Dual-booting Qubes and Ubuntu with Encrypted Disks

Posted April 23, 2014 in crypto linux security qubes

Qubes is my preferred operating system, but occasionally you need to run something else. It’s hard to get certain hardware working the way you expect in Qubes, like webcams or non-disk USB devices. And Qubes VMs don’t support 3D acceleration, which you might occasionally need. You also can’t run VirtualBox inside of Qubes. You normally don’t have any reason to do this, except for very specific cases, like software development with Vagrant.

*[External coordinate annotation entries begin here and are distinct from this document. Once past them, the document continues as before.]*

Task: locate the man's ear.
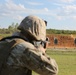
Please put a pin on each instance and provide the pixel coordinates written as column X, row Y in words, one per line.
column 45, row 22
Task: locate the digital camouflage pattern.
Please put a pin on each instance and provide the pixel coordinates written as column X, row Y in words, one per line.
column 35, row 26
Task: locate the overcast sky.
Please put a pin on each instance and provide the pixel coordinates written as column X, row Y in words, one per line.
column 59, row 14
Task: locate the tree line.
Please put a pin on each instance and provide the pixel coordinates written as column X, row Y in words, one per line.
column 13, row 27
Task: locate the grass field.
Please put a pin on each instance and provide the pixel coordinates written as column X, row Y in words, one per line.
column 66, row 61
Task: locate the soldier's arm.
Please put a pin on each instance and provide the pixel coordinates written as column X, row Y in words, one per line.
column 26, row 55
column 38, row 61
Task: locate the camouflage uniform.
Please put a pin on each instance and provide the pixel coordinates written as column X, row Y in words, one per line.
column 21, row 61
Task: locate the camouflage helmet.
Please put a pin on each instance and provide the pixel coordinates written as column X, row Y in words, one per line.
column 35, row 26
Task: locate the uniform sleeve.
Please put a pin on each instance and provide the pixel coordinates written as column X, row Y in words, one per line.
column 26, row 55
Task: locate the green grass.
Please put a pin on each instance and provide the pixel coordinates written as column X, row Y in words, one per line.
column 66, row 61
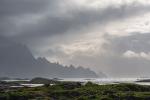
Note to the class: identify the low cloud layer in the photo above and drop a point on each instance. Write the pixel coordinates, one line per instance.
(103, 35)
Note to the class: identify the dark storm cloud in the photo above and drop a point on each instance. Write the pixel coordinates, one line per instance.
(19, 7)
(74, 20)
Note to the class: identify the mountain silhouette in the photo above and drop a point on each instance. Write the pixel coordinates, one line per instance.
(16, 60)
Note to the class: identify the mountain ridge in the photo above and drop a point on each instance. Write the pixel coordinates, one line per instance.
(16, 60)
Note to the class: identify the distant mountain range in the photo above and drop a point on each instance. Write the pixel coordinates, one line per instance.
(16, 60)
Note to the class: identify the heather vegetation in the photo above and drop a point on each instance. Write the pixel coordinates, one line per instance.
(78, 91)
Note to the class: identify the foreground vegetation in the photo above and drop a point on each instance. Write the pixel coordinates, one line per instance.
(76, 91)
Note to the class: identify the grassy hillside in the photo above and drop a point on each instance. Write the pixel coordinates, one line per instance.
(76, 91)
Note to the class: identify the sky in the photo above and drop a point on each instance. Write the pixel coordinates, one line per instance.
(112, 36)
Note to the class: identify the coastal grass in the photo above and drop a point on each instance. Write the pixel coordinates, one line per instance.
(76, 91)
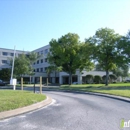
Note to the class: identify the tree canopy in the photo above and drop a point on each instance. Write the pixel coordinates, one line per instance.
(106, 51)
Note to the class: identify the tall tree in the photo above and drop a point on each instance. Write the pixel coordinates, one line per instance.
(67, 53)
(32, 57)
(106, 52)
(5, 74)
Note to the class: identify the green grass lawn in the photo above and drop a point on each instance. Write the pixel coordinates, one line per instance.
(119, 89)
(10, 99)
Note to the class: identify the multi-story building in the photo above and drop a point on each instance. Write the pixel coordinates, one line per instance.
(40, 67)
(6, 55)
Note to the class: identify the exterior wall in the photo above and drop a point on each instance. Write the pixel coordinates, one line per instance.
(6, 54)
(41, 65)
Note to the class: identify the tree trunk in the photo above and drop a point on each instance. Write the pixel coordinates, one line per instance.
(70, 78)
(55, 76)
(107, 76)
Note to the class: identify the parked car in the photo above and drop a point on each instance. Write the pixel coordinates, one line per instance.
(2, 83)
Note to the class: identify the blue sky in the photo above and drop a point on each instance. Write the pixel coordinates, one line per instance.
(31, 24)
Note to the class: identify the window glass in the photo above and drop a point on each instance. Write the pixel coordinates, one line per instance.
(4, 53)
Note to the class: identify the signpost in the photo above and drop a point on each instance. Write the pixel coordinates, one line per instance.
(13, 81)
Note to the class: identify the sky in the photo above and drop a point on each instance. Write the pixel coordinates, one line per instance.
(31, 24)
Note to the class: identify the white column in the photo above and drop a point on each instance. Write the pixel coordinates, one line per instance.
(79, 77)
(60, 78)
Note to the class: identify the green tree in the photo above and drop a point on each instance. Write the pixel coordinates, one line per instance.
(106, 51)
(5, 74)
(32, 57)
(21, 65)
(67, 53)
(113, 77)
(89, 78)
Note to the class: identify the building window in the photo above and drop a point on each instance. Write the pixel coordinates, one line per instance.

So here are instructions for how to dual-boot Qubes R2 rc1 and Ubuntu 14.04 LTS, using disk encryption for both. You should be able to adopt this same technique to dual-boot pretty much any two GNU/Linux distros with disk encryption. Keep in mind that if you’re booted into Ubuntu and you get owned, it’s possible for the attacker to then compromise Qubes. (You have to get really, really, really owned for an attacker who compromised Qubes to then compromise Ubuntu.)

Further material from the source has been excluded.